DMRL_THA
This repository is dedicated to all the class assignments completed in the course Data Management and Research Cycle, Spring 2019.
Files in the repo
-
THA1 contains sample data compiled from three source datasets. These datasets are mainly about open access journals and journal rankings. In response to THA1, I also created a notebook file documenting profiles of these datasets and the sample compilation process. See THA1.ipynb.
-
THA2 contains a tentative proposal for the final project. The proposal is still in continuous evolution.
-
THA3 contains three files: an input .csv data file, a data dictionary file (in .csv format), and an output word document.
-
THA4 contains a folder and 4 files. The folder input includes 2 original data files in csv format. The workflow is instantiated in the notebook file THA4_dcf_apr26.ipynb. An abstract visual depction of the workflow can be found as THA4_Workflow.png. One output of the workflow, a merged dataset, is contained in an csv file named THA4_output.csv. The variables in the output dataset is described in detail in THA4_DataDict.csv.
-
FinalPaper contains all the input, intermediate, and output files for the final project.
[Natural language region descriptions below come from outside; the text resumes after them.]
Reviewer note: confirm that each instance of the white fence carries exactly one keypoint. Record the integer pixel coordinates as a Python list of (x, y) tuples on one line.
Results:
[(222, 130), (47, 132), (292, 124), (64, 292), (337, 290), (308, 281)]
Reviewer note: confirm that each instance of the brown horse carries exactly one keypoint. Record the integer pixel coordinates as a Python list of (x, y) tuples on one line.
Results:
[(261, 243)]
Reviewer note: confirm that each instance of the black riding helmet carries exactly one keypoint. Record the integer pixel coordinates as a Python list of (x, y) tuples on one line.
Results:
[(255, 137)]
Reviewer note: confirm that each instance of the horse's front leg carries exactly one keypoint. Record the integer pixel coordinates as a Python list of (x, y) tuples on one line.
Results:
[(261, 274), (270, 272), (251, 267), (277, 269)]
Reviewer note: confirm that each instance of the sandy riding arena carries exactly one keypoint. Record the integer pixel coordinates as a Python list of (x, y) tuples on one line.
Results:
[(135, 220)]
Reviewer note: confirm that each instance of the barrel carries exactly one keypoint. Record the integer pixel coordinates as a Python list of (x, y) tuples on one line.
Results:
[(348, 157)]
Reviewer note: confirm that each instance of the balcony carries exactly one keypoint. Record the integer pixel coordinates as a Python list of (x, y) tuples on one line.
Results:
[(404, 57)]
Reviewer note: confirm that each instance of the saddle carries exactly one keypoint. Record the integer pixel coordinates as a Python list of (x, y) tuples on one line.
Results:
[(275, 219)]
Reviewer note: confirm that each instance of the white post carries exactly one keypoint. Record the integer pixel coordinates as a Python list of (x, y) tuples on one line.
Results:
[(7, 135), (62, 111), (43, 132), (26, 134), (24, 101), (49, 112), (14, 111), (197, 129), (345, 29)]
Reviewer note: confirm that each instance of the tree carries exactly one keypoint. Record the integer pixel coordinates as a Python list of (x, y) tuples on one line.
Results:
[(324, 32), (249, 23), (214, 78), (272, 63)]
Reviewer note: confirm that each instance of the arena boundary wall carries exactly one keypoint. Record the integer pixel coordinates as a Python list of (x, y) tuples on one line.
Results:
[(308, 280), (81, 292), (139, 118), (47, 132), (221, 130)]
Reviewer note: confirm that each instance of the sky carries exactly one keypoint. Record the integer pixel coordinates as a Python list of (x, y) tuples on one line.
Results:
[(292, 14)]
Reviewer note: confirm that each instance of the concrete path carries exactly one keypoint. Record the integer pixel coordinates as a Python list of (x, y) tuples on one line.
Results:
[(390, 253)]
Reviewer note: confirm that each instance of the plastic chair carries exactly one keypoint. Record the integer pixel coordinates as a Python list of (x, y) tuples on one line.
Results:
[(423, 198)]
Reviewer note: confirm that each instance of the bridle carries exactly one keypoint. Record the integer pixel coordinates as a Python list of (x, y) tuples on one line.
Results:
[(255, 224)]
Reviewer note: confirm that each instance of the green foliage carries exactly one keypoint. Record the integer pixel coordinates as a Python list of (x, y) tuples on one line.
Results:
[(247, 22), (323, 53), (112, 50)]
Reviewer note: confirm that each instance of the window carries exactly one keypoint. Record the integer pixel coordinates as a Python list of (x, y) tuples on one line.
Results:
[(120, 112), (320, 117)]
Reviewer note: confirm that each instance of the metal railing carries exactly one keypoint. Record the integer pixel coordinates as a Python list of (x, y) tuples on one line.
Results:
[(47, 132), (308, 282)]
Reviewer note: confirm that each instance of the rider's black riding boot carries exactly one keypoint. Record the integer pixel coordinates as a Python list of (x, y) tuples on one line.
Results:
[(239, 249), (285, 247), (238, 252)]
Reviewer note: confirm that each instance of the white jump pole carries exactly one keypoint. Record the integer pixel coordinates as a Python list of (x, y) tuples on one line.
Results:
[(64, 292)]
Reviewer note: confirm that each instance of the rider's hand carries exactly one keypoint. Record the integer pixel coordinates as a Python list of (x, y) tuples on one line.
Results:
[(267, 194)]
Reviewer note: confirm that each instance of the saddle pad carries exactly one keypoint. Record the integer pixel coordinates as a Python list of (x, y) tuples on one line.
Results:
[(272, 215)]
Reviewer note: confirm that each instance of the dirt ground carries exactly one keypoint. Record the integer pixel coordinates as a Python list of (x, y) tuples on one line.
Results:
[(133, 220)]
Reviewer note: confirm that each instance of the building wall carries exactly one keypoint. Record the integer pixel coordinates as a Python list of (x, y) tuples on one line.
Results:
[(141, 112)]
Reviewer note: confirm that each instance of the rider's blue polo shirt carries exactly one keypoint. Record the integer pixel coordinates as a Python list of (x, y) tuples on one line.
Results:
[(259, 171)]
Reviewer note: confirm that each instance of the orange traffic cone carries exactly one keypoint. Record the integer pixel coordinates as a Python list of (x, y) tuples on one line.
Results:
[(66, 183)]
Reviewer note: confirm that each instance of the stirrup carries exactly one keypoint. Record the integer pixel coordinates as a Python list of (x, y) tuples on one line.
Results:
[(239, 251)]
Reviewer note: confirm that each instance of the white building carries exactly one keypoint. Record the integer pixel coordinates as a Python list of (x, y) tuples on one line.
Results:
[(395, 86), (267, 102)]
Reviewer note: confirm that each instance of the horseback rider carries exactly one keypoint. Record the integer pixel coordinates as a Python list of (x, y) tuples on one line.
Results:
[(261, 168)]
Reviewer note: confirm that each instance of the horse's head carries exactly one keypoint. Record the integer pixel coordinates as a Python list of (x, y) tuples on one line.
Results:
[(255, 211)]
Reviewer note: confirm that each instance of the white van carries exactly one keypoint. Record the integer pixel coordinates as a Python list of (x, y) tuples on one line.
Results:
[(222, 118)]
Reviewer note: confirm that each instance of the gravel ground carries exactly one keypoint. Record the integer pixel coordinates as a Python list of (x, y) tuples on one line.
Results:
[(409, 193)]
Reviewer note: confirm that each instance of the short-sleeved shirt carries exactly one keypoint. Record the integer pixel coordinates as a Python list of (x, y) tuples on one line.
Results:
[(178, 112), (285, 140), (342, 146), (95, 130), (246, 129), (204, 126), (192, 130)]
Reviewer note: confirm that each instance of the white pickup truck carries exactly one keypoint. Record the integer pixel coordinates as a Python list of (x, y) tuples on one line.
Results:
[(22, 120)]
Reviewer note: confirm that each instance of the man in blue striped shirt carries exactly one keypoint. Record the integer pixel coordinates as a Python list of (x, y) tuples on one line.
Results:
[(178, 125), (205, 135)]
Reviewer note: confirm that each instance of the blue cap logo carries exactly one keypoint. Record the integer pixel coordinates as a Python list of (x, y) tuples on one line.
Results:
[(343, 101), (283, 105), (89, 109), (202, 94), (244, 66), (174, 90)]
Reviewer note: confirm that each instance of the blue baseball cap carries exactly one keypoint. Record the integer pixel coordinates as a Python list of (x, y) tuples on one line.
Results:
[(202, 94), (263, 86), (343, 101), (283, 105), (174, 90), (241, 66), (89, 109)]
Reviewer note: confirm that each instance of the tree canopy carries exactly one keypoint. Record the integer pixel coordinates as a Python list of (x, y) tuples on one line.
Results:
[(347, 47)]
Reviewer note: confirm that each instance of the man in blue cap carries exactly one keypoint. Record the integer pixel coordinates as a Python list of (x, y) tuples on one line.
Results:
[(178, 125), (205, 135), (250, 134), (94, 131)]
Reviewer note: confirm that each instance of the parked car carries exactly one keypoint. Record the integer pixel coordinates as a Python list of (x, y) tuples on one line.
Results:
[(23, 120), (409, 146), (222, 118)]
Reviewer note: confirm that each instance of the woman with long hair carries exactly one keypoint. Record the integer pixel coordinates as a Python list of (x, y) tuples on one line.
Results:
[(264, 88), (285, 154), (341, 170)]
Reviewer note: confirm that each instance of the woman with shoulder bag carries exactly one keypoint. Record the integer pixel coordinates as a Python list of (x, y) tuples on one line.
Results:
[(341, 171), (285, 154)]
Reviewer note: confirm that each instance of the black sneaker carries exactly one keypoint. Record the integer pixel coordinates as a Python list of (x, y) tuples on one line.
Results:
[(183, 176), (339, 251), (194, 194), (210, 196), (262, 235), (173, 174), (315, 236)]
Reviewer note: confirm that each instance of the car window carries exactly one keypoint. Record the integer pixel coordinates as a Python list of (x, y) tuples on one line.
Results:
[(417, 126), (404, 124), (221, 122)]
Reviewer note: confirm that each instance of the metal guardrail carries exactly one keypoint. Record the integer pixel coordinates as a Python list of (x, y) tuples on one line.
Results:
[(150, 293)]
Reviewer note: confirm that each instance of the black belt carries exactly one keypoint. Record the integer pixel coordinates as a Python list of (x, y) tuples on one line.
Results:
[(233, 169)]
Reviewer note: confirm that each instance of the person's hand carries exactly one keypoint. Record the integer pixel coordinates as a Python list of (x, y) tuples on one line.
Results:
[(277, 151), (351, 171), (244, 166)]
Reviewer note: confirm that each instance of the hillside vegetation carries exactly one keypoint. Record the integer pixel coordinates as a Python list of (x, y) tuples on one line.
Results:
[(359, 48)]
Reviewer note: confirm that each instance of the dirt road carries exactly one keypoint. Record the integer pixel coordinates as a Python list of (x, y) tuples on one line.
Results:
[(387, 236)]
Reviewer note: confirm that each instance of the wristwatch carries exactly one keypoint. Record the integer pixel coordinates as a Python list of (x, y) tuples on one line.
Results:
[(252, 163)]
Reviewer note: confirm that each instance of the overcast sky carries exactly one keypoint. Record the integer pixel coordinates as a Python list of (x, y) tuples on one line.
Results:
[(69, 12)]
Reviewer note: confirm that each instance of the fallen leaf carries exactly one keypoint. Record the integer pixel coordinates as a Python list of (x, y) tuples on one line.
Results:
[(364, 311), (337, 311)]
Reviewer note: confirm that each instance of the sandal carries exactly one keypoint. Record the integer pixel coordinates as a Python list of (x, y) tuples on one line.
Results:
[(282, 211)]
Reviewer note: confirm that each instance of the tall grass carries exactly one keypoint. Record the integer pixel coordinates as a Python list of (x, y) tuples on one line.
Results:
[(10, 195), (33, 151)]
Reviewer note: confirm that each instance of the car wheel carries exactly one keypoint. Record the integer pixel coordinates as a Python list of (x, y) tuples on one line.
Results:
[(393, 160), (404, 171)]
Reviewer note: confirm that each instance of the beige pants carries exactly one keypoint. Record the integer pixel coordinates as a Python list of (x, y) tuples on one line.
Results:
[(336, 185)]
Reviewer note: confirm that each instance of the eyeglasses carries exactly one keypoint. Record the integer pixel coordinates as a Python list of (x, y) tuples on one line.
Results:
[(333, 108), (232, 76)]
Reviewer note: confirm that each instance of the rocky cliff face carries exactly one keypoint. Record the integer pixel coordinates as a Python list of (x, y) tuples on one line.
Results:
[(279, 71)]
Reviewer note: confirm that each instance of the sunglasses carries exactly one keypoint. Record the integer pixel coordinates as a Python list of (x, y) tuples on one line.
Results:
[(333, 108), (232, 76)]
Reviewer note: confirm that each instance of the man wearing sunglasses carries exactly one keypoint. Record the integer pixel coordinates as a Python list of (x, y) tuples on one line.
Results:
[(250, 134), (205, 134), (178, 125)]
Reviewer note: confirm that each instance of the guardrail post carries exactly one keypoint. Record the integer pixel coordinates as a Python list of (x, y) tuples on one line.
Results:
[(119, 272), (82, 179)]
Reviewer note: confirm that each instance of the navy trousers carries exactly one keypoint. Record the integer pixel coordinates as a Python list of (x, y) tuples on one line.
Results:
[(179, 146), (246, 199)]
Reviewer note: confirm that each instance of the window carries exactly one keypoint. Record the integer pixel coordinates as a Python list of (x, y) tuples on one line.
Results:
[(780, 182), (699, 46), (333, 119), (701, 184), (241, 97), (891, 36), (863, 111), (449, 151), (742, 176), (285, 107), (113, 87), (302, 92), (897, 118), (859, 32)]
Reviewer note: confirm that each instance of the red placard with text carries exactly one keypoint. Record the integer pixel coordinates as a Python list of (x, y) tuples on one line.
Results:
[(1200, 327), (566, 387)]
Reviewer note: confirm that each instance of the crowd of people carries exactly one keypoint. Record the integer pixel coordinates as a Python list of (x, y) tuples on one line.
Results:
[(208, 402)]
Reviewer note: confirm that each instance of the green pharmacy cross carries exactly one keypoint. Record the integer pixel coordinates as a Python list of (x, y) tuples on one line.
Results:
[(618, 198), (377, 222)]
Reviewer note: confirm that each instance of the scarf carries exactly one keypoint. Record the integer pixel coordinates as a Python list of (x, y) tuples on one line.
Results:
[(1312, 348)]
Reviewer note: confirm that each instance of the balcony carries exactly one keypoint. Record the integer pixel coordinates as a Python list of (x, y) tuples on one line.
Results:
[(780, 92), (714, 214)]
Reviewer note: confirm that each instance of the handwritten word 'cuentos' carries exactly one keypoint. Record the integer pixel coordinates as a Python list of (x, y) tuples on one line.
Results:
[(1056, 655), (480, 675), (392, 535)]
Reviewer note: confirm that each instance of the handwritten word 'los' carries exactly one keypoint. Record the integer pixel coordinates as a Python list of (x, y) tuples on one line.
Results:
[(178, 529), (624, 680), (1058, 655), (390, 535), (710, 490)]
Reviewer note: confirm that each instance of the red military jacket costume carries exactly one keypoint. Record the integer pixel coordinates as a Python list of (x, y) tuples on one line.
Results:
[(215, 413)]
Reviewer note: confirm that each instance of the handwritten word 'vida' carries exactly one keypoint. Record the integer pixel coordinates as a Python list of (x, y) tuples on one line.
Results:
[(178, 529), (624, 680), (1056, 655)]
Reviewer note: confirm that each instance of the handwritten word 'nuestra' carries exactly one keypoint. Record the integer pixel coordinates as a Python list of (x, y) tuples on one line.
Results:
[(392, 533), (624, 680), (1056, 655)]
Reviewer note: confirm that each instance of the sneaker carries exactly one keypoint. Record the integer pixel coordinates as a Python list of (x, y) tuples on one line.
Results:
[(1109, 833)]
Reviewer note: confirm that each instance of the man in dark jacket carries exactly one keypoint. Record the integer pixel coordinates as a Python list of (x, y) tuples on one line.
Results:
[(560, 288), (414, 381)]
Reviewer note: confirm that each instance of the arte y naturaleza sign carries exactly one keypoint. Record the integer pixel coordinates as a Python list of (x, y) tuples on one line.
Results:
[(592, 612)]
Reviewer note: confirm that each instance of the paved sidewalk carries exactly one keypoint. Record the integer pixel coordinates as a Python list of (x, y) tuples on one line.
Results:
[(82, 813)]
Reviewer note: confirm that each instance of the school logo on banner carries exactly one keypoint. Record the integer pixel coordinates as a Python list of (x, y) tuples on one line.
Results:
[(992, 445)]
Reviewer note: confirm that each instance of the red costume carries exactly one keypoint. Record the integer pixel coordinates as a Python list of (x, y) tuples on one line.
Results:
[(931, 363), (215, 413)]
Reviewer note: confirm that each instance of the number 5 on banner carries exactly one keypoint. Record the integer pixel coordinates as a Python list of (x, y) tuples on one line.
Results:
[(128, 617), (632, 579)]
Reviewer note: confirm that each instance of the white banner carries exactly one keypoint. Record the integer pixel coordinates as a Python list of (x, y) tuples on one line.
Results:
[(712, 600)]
Here is the detailed file list, with nested bullet points indicating the tree structure of the files:
- 0_data_preprocessing includes all the files used for Step 0: data preprocessing.
All the raw datasets can be found in 0_raw.
The code for data preprocessing can be found in 1_code.
2 preprocessed datasets and a data dictionary sit in 2_output. - 1_analysis contains a R script for Step 1: data analysis.
- 2_draft contains 2 deliverables for the final project: paper proposal & final paper.
- 3_presentation contains slides for the final presentation.
- A workflow chart can also be found in the FinalPaper folder.
- 0_data_preprocessing includes all the files used for Step 0: data preprocessing.